And then we were talking before about the change in immigration policy as well. As we've talked to Eric, really, the boost that immigration gives the economy, if you take that out, Canada's growth performance has been abysmal, really, relative to the US, at least. And if you change policy and you cut back on your target for immigration, that has an impact, too. You mentioned the mortgage rates — and again, I'm with the realtors this morning, and they're concerned about affordability — and for affordability to improve, you don't just need the lower rates, you need the growth so that you can get income growth as well so people can afford more. And then you've got that next headwind, if we talk about real estate, of all those low interest mortgages that have started to come due and really peak through 2025 and into 2026, coming off 1.5 to 2% interest rates and maturing to, hopefully, 2.5 or 3%. But if you re-accelerate, maybe it's not that and that becomes another drag for Canada.

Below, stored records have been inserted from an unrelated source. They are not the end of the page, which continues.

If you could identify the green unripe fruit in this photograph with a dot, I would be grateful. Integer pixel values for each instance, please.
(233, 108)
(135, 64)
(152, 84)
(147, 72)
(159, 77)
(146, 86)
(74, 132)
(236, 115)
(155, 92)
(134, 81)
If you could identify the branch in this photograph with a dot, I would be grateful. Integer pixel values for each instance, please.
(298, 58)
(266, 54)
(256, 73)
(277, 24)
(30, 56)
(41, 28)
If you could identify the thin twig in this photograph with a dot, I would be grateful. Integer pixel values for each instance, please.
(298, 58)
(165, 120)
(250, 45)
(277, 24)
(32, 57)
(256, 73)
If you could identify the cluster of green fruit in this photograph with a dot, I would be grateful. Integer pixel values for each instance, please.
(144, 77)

I think that's all valid. There are ingredients for recovery in Canada. And investment would be great to see it stimulated. And productivity has been a challenge. There's lots of things that can improve. But in the very near term, people are having a little bit more trouble seeing it versus in the United States. Whether or not it's artificial intelligence or data center growth, we need more utilities, we need more this, we need to focus on this, we're going to change our power supply, we're going to restart nuclear, etc. There's just a long list of things going on from a country standpoint. And that was definitely a big difference. This is one thing that struck me around the AI, the discussion from a technology standpoint around the productivity and enhancements that came from the Internet. And most of technology has been very focused on the consumer in the last decade. Your handheld device, your entertainment, your this and that, and the other thing. And the next leg of technology improvement is likely to be another productivity enabler. Of course, our phones have made us more productive, but they haven't necessarily found their way through to profits and things like this. Versus the next leg of AI. There was this thematic discussion around switching focus from the AI enablers to the AI adopters. There's been a lot of discussion around call centers and these types of things where there's room for a productivity improvement using artificial intelligence. Even things like documents. If you have a function where you need to verify that one document says the same thing as the other, that can be done by AI. Productivity, searching, all sorts of things. So the companies that have been the leaders have been the hyperscalers — the people allowing this, enabling it — but the movement now might be towards the ones that are going to reap some of the productivity benefits. The analogy was back to the Internet. Big companies were not the first beneficiaries, but once they got their sales function, they got everything oriented around the Internet, it really set off a boost to productivity.
So that's one area that came up thematically. Any other big themes that the group was talking about when you were down in New York last week?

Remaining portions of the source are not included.